Query entity by classification
query {
entities(
where: {
classification: { type: { typeName: "<classificationType>", includeSubTypes: true } }
}
) {
guid
typeName
qualifiedName
attributes
}
}
Query entity by related entity
query {
entities(
where: {
relatedEntity: {
relationshipAttributeName: "<relAttrName>"
entity: {
type: { typeName: "<entityType>" }
}
}
}
) {
guid
typeName
qualifiedName
attributes
}
}
Query entity by glossary terms
query {
entities(
where: {
assignedTerm: {
term: {
qualifiedName: { eq: "<termName>" }
}
}
}
) {
guid
typeName
qualifiedName
attributes
}
}
Other queries
Get relationship
query {
relationships(where: { guid: "<guid>" }) {
guid
typeName
attributes
end1 {
guid
typeName
qualifiedName
attributes
}
end2 {
guid
typeName
qualifiedName
attributes
}
}
}
Sample Response:
{
"data": {
"relationships": [
{
"guid": "...",
"typeName": "ExampleRelationship",
"attributes": {},
"end1": {
"guid": "...",
"typeName": "column",
"qualifiedName": "...",
"attributes": {}
},
"end2": {
"guid": "...",
"typeName": "column",
"qualifiedName": "...",
"attributes": {}
}
}
]
}
}
Lineage
Get dataset with downstream datasets
This query returns downstream datasets to 2 degrees.
query {
entities(where: { guid: "<guid>" }) {#dataset
guid
typeName
qualifiedName
relatedEntities(where: { relationshipAttributeName: "inputToProcesses" }) {
entity {#process
guid
typeName
relatedEntities(where: { relationshipAttributeName: "outputs" }) {
entity {#dataset
guid
typeName
qualifiedName
relatedEntities(where: { relationshipAttributeName: "inputToProcesses" }) {
entity {#process
guid
typeName
qualifiedName
relatedEntities(where: { relationshipAttributeName: "outputs" }) {
entity {#dataset
guid
typeName
qualifiedName
}
}
}
}
}
}
}
}
}
}
Sample Response:
{
"data": {
"entities": [
{
"guid": "...",
"typeName": "Dataset",
"qualifiedName": "...",
"relatedEntities": [
{
"entity": {
"guid": "...",
"typeName": "Process",
"relatedEntities": [
{
"entity": {
"guid": "...",
"typeName": "Dataset",
"qualifiedName": "...",
"relatedEntities": [
{
"entity": {
"guid": "...",
"typeName": "Process",
"relatedEntities": [
{
"entity": {
"guid": "...",
"typeName": "Dataset",
"qualifiedName": "..."
}
}
]
}
}
]
}
}
]
}
}
]
}
]
}
}
Limitations
Query fetch-depth limitation:
Queries are limited by query depth. The maximum depth is 5. For example, the following query will fail:
query {
entities { #depth 1
relatedEntities { #depth 2
entity {
relatedEntities { #depth 3
entity {
assignedTerms{ #depth 4
term {
classifications { #depth 5
...
}
}
}
relatedEntities { #depth 4
entity {
assignedTerms{ #depth 5
term {
classifications { #depth 6
...
}
}
}
}
}
}
}
}
}
}
}
Execution-time fetch-cost limitation:
Queries are constrained by the cost of query execution. The maximum allowable cost is set at 100 units.

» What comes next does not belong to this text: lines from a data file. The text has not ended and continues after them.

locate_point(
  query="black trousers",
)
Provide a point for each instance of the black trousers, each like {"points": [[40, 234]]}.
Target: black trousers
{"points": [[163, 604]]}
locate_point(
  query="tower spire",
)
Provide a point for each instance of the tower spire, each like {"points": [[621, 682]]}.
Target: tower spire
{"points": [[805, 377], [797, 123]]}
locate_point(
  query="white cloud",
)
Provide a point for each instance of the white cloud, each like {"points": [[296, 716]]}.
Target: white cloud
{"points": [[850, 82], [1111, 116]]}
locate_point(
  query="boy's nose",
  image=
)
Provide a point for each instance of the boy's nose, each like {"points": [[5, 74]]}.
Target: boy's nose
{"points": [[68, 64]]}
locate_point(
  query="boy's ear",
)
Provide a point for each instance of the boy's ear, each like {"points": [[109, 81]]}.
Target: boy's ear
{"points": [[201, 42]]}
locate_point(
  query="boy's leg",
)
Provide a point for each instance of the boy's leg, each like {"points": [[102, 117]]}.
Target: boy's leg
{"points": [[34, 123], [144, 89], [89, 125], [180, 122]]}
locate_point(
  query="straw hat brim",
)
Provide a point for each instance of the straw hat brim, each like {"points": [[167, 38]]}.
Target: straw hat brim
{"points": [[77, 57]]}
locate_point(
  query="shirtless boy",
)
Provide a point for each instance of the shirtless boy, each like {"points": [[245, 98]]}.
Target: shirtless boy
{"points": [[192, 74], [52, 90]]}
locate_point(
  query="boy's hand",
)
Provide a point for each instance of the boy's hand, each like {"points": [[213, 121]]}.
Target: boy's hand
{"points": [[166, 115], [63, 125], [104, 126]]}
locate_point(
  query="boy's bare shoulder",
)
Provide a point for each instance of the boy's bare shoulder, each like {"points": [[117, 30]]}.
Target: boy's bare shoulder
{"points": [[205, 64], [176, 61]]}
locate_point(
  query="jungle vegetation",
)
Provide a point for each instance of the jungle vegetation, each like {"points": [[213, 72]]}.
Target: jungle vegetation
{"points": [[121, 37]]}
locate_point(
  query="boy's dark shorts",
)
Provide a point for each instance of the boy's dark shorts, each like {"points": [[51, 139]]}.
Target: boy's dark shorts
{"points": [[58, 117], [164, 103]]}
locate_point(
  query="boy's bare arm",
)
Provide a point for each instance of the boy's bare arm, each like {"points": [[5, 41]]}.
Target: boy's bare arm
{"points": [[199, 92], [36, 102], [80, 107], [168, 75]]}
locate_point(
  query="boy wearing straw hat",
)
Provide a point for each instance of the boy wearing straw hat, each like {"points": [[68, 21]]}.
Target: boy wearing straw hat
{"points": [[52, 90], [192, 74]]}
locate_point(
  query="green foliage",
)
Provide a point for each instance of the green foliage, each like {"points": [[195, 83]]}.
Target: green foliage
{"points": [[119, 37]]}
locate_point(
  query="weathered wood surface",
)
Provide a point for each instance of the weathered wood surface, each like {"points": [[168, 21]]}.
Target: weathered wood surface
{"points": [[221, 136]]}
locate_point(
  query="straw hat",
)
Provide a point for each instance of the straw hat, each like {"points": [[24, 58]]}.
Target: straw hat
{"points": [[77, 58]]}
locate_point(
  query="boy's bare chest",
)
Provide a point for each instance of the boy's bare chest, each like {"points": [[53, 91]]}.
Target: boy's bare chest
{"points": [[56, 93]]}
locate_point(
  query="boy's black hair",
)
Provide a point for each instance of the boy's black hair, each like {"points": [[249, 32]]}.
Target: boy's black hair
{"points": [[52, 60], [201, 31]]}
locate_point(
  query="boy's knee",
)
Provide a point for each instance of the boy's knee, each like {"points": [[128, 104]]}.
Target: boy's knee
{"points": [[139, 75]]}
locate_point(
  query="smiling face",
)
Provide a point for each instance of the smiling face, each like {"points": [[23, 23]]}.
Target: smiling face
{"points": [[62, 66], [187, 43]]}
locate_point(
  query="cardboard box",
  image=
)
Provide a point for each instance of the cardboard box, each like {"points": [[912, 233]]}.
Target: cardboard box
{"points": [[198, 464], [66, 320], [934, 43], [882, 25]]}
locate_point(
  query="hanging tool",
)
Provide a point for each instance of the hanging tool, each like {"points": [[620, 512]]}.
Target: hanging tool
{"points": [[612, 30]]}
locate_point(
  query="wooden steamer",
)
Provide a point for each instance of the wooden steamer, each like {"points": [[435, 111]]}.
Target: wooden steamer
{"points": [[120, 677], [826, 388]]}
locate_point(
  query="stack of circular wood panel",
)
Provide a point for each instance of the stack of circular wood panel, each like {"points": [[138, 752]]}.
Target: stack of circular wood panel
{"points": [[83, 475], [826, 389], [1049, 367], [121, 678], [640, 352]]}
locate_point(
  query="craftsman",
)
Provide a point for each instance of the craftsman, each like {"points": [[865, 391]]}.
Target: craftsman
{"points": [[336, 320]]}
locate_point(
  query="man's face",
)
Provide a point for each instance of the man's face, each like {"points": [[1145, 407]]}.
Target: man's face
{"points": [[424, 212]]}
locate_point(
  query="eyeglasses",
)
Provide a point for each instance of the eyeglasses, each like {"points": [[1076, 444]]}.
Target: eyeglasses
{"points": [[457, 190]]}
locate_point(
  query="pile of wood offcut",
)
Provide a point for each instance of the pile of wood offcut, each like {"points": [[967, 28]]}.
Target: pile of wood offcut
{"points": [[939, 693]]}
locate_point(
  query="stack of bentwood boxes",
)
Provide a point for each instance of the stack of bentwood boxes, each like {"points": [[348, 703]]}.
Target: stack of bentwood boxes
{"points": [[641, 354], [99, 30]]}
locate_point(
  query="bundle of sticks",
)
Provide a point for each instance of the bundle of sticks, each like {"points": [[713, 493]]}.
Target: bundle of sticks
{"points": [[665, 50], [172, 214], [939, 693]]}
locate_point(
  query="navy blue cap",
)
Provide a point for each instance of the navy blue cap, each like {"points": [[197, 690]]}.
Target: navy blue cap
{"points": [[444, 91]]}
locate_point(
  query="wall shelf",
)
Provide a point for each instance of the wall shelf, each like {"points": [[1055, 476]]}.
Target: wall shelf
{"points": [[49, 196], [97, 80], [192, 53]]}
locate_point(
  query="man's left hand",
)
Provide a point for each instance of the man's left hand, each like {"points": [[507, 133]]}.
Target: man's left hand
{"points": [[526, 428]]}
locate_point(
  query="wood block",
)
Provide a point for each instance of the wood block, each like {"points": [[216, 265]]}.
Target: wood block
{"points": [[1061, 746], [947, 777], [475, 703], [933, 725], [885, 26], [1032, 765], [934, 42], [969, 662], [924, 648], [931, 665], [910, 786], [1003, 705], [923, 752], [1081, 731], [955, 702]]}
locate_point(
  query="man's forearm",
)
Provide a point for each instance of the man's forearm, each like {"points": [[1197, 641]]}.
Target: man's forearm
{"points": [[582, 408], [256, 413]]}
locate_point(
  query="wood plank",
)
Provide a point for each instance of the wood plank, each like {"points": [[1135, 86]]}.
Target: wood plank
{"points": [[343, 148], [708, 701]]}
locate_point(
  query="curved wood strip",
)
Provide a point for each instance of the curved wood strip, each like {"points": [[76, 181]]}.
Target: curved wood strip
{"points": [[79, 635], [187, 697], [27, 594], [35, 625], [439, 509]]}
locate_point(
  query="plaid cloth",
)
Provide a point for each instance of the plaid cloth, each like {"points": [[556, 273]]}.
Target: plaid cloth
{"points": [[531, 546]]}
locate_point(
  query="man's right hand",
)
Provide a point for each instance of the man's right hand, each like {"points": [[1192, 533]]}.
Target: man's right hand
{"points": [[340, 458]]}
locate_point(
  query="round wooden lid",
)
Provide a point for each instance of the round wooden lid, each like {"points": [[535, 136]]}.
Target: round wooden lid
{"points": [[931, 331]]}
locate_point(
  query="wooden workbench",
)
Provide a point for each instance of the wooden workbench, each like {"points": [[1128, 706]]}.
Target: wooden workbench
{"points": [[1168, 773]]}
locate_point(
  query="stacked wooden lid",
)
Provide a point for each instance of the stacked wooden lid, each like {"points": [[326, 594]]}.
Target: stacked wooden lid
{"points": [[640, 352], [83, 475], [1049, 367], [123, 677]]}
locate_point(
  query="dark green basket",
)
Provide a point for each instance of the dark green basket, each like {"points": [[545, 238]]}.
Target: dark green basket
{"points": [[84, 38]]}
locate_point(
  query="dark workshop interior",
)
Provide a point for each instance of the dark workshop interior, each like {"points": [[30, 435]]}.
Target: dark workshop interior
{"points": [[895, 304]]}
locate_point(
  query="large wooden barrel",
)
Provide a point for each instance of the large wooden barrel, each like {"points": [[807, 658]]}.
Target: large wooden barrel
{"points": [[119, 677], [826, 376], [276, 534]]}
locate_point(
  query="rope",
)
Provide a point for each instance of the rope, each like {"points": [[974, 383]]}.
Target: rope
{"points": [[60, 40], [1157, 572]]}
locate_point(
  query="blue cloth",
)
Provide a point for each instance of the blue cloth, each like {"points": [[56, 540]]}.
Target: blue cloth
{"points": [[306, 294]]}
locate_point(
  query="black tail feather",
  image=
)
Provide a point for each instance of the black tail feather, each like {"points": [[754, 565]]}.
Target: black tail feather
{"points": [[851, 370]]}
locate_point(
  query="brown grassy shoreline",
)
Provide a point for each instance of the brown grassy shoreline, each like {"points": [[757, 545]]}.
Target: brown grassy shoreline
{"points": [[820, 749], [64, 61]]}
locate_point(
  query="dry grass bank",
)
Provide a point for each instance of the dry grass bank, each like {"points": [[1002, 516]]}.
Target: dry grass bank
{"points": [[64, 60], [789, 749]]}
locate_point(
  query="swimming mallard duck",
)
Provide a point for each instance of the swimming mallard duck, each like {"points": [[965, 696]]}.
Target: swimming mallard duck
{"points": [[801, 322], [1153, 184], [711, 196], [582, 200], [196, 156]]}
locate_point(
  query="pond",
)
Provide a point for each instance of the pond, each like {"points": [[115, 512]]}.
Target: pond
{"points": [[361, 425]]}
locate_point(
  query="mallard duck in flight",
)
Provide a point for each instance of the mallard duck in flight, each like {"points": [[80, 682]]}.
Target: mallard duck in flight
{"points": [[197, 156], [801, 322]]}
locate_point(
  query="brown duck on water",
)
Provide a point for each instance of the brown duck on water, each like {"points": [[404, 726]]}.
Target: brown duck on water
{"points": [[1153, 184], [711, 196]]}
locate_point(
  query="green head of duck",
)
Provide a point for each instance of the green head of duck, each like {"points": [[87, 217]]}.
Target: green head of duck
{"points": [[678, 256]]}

The execution fetch cost is computed each time we aim to retrieve related entities, assigned terms, or classifications for a given entity or term.
Example
Consider a scenario where we query 3 entities, each with two related entities. The cost calculation would be as follows:
- One unit for the root query
- Three units for each level-1 entity
Hence, the total cost for this query would be 1 (root query) + 3 (level-1 entities) = 4
.
Filtering performance
Filtering is currently preview and has some limitations. See filtering for more information.
GraphQL queries begin with a root query that retrieves the top-level nodes. It then recursively fetches the related nodes.
The performance of a nested query is primarily determined by the root query because the related nodes are fetched from a known starting point, similar to a foreign key in SQL.
To optimize performance, it’s crucial to avoid wildcard root queries that could trigger a table scan on the top-level nodes.
For instance, the following query could cause performance issues on large datasets because the name
field isn't indexed:
query {
entities(where: { name: { eq: "<value>" } }) {
guid
typeName
attributes
relatedEntities {
entity {
guid
typeName
attributes
}
}
}
}
To prevent such performance issues, ensure that you apply a filter on guid
or qualifiedName
.